Senegalese Experience of Acute Polyradiculoneuritis: Cross-Sectional Study Over 7 Years at the Department of Neurology in Fann Teaching Hospital

Acute polyradiculoneuropathy (APRN) is a disease of the peripheral nervous system, of autoimmune origin,primarily affecting the myelin sheath. It is a so-called rare disease that can start at any age. APRNs are a heterogeneous group of which Guillain- Barré syndrome is the most common form. The typical form is characterized by the rapid, progressive, even abrupt onset over a few days of a symmetrical proximo-distal sensory-motor deficit of the 4 limbs of upward evolution with involvement of the bulbar cranial nerves, making the severity of the disease with the need for hospitalization in intensive care. The prognosis of the pathology has been greatly improved by the advent of respiratory mechanical ventilation and the development of immunotherapy and plasma exchange. In Africa, and particularly in Senegal, the unavailability of new therapies restricts management to treatments that are contraindicated but often remain the only local alternative to offer. We report our experience through a series of patients collected over 7 years (2013-2020) to evaluate the epidemio-clinical-paraclinical, therapeutic and evolutionary aspects.

We performed a retrospective descriptive and analytical study from January 1, 2013, to December 31, 2020 concerning patients hospitalized at the Ndiaye IP Neuroscience Clinic of the Fann teaching hospital in Dakar for an aspect APRN with peripheral neurogenic syndrome of ascending extension over less than 4 weeks with a ENMG in favor. Data were collected on the basis of a pre-established questionnaire listing socio-demographic, clinical, paraclinical (biology and electrophysiology), therapeutics and evolutionary with analysis using SPSS software version 17.0.

During the study period, 6517 patients were hospitalized in the neurological department, including 43 cases suggestive of APRN but 9 were eliminated for rapid death before assessment (4 cases), incompleteness of the file (2 as), associated comorbidity (2 cases of associated encephalitis) and 1 case of uncertain diagnosis. Finally, 34 patients were included for a hospital prevalence of 0.52% with extremes of 0.17% in 2014 and 1.42% in 2019; Figure 1 shows the epidemiological distribution of cases across the seven years of study. The modal age range of 31-40 years and the extremes of 10 and 79 years. The sex ratio was 1 with age variability by gender; The mean age of patients was 39.4 years, compared with 45.8 years for men and 33.1 years for women. Before the age of 40, women predominated, and after the age of 40, men were in the majority, as shown in Figure 2. Table 1 summarizes all the clinical parameters of our patients; however, there were also haemodynamic abnormalities, including tachycardia (44.1%), hypertension (14.7%) and dyspnea (8.8%) (Figures 1, 2 and Table 1).

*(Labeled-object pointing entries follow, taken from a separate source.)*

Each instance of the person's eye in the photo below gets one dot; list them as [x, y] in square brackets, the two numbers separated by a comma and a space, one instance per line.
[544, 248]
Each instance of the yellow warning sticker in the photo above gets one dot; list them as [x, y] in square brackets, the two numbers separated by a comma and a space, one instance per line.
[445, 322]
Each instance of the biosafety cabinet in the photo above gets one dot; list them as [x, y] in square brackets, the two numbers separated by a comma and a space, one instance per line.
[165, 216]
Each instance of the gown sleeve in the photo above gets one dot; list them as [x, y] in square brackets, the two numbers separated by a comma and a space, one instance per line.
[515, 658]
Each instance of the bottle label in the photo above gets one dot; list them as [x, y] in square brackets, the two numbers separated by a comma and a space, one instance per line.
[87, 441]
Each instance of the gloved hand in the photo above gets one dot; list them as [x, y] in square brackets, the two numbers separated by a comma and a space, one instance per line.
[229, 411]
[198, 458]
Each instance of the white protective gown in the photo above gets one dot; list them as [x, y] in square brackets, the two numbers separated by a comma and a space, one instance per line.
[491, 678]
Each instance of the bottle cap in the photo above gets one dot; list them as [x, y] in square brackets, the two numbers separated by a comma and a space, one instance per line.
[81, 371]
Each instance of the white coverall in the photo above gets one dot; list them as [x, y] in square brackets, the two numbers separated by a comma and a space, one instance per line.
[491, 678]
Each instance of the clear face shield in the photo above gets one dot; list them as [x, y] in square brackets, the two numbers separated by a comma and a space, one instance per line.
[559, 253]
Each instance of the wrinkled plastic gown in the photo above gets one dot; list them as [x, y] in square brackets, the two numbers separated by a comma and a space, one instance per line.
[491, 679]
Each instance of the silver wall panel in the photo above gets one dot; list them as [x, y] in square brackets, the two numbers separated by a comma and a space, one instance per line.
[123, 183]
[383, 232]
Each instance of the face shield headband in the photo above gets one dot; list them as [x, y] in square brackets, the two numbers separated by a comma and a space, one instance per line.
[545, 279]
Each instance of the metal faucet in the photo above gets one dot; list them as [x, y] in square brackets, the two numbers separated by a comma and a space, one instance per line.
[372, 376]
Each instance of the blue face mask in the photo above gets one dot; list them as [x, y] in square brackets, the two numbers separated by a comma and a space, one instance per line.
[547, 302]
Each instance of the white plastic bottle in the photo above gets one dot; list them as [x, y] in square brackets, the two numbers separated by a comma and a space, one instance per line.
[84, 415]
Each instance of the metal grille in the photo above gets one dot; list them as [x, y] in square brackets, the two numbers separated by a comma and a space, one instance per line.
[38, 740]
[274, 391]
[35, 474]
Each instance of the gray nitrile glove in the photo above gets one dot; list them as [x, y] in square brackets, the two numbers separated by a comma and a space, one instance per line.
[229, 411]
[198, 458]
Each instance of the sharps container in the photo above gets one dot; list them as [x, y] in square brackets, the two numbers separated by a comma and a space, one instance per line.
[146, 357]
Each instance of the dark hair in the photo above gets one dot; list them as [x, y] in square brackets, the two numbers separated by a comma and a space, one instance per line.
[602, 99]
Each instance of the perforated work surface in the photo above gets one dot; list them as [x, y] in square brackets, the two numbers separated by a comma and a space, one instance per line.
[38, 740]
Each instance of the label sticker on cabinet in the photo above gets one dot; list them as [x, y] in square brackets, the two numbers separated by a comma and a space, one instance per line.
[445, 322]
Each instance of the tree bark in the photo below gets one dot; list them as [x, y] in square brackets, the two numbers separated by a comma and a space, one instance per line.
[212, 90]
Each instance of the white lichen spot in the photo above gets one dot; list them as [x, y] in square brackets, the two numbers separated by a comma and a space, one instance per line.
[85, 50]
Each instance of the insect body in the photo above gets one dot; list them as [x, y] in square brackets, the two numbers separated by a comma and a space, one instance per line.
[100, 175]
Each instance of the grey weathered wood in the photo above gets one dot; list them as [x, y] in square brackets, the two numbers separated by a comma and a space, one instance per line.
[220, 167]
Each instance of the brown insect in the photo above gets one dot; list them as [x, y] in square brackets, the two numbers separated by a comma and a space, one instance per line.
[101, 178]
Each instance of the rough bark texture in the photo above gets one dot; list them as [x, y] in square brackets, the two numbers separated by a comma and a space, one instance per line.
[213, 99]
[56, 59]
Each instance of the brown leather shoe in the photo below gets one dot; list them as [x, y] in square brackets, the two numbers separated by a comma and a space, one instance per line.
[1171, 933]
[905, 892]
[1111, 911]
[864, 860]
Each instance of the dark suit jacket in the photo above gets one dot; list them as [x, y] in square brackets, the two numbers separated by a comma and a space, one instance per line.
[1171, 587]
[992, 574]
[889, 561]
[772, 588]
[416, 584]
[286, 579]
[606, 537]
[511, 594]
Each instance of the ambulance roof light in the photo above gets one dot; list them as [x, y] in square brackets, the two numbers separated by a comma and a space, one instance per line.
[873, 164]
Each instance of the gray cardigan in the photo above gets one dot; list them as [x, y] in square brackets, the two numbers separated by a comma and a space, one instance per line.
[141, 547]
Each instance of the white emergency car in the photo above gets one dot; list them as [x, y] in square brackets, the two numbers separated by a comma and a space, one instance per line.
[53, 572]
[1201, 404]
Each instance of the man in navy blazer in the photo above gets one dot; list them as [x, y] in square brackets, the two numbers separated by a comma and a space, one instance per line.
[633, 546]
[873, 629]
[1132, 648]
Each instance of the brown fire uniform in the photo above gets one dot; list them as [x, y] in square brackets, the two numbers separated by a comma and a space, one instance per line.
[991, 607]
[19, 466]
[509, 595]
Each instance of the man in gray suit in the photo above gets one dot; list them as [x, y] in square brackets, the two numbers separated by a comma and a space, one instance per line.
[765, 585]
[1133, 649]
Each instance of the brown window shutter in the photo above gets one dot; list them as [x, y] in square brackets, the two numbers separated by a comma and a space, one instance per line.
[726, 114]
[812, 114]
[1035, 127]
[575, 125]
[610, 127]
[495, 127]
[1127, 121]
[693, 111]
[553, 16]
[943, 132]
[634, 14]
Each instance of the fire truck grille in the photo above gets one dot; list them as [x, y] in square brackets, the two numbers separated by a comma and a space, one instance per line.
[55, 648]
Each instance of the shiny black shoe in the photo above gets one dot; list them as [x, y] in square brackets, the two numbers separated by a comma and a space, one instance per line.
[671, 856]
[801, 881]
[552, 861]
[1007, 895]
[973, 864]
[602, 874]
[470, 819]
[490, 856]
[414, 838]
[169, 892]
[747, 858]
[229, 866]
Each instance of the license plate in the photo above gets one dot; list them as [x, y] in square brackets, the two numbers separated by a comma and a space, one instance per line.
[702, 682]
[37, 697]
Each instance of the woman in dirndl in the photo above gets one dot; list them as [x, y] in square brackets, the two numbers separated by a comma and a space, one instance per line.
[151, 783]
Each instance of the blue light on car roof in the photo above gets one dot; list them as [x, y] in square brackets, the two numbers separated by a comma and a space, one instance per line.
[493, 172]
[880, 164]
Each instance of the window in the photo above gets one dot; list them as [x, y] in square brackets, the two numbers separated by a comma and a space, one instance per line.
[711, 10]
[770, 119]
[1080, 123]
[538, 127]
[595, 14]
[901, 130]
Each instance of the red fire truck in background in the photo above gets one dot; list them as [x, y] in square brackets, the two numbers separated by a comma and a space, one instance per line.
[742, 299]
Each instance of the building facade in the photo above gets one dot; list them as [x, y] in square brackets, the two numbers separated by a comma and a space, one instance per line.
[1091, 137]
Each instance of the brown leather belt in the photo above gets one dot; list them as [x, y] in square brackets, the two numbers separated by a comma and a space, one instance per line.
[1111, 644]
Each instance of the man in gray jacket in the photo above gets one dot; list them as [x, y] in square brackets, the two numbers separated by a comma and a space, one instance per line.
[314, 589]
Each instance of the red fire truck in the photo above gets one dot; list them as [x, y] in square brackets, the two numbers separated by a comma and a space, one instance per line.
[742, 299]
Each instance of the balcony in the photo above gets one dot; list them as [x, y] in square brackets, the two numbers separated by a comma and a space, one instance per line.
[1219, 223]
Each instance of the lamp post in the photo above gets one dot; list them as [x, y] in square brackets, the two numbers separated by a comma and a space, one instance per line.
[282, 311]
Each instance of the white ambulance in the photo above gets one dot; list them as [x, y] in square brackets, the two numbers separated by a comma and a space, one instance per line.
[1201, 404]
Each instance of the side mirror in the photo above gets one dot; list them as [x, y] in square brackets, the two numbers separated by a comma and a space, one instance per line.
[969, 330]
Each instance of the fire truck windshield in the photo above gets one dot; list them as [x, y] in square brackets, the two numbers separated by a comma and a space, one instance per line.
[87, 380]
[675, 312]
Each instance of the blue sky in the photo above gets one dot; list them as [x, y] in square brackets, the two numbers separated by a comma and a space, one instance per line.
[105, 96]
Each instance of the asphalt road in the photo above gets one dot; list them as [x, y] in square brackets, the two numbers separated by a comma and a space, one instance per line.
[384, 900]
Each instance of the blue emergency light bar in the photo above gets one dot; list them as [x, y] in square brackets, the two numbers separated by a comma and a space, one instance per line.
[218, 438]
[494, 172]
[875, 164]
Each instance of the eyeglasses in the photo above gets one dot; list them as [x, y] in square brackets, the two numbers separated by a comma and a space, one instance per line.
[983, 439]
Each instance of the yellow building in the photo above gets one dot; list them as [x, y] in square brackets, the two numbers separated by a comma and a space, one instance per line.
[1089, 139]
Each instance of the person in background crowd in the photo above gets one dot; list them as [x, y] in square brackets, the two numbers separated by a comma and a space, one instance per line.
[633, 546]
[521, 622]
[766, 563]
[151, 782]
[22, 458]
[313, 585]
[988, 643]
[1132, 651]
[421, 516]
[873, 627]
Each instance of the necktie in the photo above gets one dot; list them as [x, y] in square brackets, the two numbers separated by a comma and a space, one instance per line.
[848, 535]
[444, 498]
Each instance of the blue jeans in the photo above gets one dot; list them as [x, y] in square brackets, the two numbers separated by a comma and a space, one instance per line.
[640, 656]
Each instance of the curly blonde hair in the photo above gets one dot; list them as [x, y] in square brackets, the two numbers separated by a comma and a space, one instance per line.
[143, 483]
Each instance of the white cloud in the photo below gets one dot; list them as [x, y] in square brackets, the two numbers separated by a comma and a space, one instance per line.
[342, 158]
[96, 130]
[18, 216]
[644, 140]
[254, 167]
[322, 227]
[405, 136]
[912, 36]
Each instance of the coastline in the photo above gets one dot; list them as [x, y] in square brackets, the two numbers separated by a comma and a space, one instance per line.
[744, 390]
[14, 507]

Table 1:Summary of clinical parameters of our study population.

At the paraclinical level, electroneuromyography, lumbar puncture, and inflammatory assessment were performed in almost all patients and the remainder of the etiological assessment on a case-by-case basis, as summarized in Table 2.

Table 2:Summary of paraclinical data from our study population.

The etiological classification resulted in GBS in 33 patients (97.1%), including 3 in whom a causative agent was identified: CMV in 1 patient and hepatitis B virus in 2 patients. One patient had secondary acute PRN of paraneoplastic origin (2.9%). The length of hospital stay ranged from 1 to 45 days with an average of 18.5 days. Only one patient was admitted to intensive care for respiratory distress. Management was mainly symptomatic with nursing and bladder catheterization (100%), nasogastric tube (20.6%), preventive anticoagulation with Enoxaparin (38.2%), treatment of neuropathic pain with Pregabalin (8 cases), Clomipramine (6 cases), Carbamazepine (4 cases) and Amitriptyline (2 cases) and physiotherapy in 25 patients (73.5%). Corticosteroid therapy was used as the main specific treatment in 16 patients (47%) with Prednisolone 60mg/day or Solumedrol bolus 120mg/day over 3 days. A course of IV immunoglobulin at 0.4g/kg over 5 days was administered in 3 patients (8.8%). Figure 3 shows the mostly favorable outcome in our patients (Figure 3).

Table 3:Epidemiological aspects of APRNs in the literature.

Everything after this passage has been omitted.